Downtown, Mugsies owner Egan has made an effort to draw locals to her café, 139 S. Market St. When she bought the coffee shop a decade ago, many of the patrons were college students, which hurt business when they went home during breaks.

A few storefronts away, at Flowers on Vine, 108 E. Vine St., Patterson is only a block from the college and has received ample support from students since opening in 2005.

“A lot of the sororities and fraternities do things that I supply flowers for and there are formals and homecoming,” she says. “And a lot of the girls just like to come in to look at jewelry or scarves or whatever we have.”

Downtown is much the same as when she grew up here, she notes.

“Most of the buildings are the same, but they’ve just changed ownership. … There used to be a candy store on the opposite corner,” she says with a laugh. “When I grew up, that’s what we frequented. And a Ben Franklin store where [Fractured Grape Winery] is.”

For Marti, one change stands out in particular: “There was a hardware store in town I remember,” he says with a smile. “A couple businesses came and went. But, other than that, nothing’s really changed. It’s still the same old town I grew up with and love.”

Nevertheless, the town has modernized. At the northern end of downtown, a small, trendy shopping center has opened and is home to a sandwich and ramen shop, The Dirty Pickle, an artisan glassware store in Green Bug Glass, the Wright Place Salon and décor store Vintage Vogue.

Patterson says the outlying businesses have helped to make New Wilmington a destination for shoppers, rather than house only what’s a necessity to the borough itself.

While New Wilmington is a small town and the roads that lead out of downtown quickly become rural roads, it isn’t isolated by any means. From the central business district, it’s 10 minutes to Interstate 376 or I-80.

“We’re an hour away from Pittsburgh, so any ethnic food you want is right there.

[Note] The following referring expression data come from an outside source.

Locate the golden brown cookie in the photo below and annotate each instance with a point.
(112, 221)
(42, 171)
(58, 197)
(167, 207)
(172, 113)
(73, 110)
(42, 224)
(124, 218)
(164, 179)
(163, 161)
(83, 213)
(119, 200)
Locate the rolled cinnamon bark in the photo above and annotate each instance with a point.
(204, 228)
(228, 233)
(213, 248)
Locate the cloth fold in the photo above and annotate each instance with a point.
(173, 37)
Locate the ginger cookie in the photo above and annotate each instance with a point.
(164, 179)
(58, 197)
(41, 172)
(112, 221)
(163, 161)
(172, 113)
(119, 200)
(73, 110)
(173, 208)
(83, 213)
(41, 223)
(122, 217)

The museums are right there,” Farmerie says. “Everything is right there, but we still have country living.”

And country living is ultimately why people in New Wilmington like their borough, whether they moved to the area from bigger cities (Egan and Burns), returned home after years away (Farmerie) or never left (Patterson).

“New Wilmington is a great place to own a business, to raise a family. If you like the small-town atmosphere,” Egan says, “this is the place you want to be.”